Summary
Recognize that our liability, U, is fixed and that the exchange rate, R’, floats.
The city would update a “city exchange rate” automatically every month (without approval of the RA) set to GOM or LL Exchange plus 10%. This will lock in a fixed positive error rate (Equation (5)).
The city will do accounting in both US$ and L$ to satisfy those who want constant numbers, U, and those who want floating numbers, L’.
Details
In our current accounting system the price of land-use fees in US$, U, is transformed to L$, L, using a fixed exchange rate, R.
L = R U ……..(1)
When we collect payments, the land-use fees in L$, L, are then transformed to different US$, U’, via a different, changing exchange rate, R’.
U’ = L / R’ ……..(2)
In this case every value is fixed except the variables with a prime, namely the outgoing exchange rate, R’, and the resulting US$, U’. Because our fees are in US$, the error in collected fees is:
e = 100% * (U’ – U) / U = 100% * R/R’ – 1 ……..(3)

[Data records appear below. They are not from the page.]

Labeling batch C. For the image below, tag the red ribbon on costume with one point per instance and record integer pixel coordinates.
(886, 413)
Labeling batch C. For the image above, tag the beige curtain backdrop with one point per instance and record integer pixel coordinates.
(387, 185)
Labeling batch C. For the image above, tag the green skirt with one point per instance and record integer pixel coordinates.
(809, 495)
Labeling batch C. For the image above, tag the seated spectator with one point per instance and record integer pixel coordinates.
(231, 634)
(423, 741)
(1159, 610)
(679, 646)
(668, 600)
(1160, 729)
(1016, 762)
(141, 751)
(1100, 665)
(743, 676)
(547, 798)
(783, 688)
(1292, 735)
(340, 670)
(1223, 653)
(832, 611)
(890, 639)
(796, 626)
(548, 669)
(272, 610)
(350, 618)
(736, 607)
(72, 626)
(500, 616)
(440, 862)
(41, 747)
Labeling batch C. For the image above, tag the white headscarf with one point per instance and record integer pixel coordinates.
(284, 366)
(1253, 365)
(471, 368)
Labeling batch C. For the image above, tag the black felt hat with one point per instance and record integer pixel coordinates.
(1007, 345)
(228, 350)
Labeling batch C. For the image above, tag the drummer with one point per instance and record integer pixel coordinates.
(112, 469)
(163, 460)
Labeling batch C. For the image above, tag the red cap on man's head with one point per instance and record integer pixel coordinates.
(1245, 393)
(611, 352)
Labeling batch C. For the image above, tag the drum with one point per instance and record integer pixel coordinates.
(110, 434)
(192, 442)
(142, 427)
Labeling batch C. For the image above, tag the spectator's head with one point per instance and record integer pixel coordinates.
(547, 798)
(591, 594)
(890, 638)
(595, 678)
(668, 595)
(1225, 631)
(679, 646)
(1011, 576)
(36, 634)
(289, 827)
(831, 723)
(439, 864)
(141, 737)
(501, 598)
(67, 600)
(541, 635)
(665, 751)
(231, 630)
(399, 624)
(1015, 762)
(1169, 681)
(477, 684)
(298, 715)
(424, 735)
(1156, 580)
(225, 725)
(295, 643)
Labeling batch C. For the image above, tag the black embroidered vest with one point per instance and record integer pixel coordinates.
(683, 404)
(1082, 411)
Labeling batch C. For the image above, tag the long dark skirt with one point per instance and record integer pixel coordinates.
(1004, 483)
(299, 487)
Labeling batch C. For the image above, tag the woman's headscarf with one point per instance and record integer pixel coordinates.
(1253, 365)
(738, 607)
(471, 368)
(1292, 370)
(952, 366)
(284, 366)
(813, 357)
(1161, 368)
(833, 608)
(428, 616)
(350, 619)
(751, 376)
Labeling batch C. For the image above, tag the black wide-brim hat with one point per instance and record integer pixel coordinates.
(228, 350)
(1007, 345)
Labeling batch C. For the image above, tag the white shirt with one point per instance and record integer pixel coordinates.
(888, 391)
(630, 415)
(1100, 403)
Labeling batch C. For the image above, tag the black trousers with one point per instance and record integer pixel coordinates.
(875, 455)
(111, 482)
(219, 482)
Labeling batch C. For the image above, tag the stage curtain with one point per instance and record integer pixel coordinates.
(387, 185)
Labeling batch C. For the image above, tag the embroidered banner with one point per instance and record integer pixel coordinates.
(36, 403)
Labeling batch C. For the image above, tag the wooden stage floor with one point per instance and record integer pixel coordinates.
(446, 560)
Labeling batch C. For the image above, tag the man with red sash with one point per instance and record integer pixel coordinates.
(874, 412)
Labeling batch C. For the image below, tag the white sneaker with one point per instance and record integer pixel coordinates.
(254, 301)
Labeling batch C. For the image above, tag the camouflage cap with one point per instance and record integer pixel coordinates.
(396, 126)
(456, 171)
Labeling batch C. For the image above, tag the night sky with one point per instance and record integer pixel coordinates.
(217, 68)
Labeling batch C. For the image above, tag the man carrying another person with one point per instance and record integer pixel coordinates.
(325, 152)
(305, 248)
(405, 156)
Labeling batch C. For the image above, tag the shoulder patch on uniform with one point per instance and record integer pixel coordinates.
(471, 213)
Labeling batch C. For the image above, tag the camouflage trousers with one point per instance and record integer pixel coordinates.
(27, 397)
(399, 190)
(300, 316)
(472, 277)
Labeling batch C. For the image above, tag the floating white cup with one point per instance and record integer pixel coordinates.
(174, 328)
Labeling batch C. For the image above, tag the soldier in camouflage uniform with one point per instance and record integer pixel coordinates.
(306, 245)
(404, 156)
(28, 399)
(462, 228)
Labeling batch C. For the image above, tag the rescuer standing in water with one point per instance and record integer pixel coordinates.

The fixed Nburg rate, R, was set to be 250 L$/US$ plus 10% or 275 L$/US$. The current rate, R’, is 300 L$/US$. Thus our shortfall in moving from U to U’ is:
e = 100% * 275/300 – 1 = -8.3% (variable)……..(4)
The proposed solution is to recognize that the only constant is the liability set by LL in US$, given by U. To do this we simply have to set the exchange rate in Equation (1), R, equal to the GOM rate plus 10%.
R = 1.1 R’
With this our error will be a constant
e = 100% * R/R’ – 1 = 100% 1.1/1 – 1 = 10%
(constant)……..(5)<
This amount would automatically floats without RA approval each month because the city recognizes that our liabilities in U are unchanging.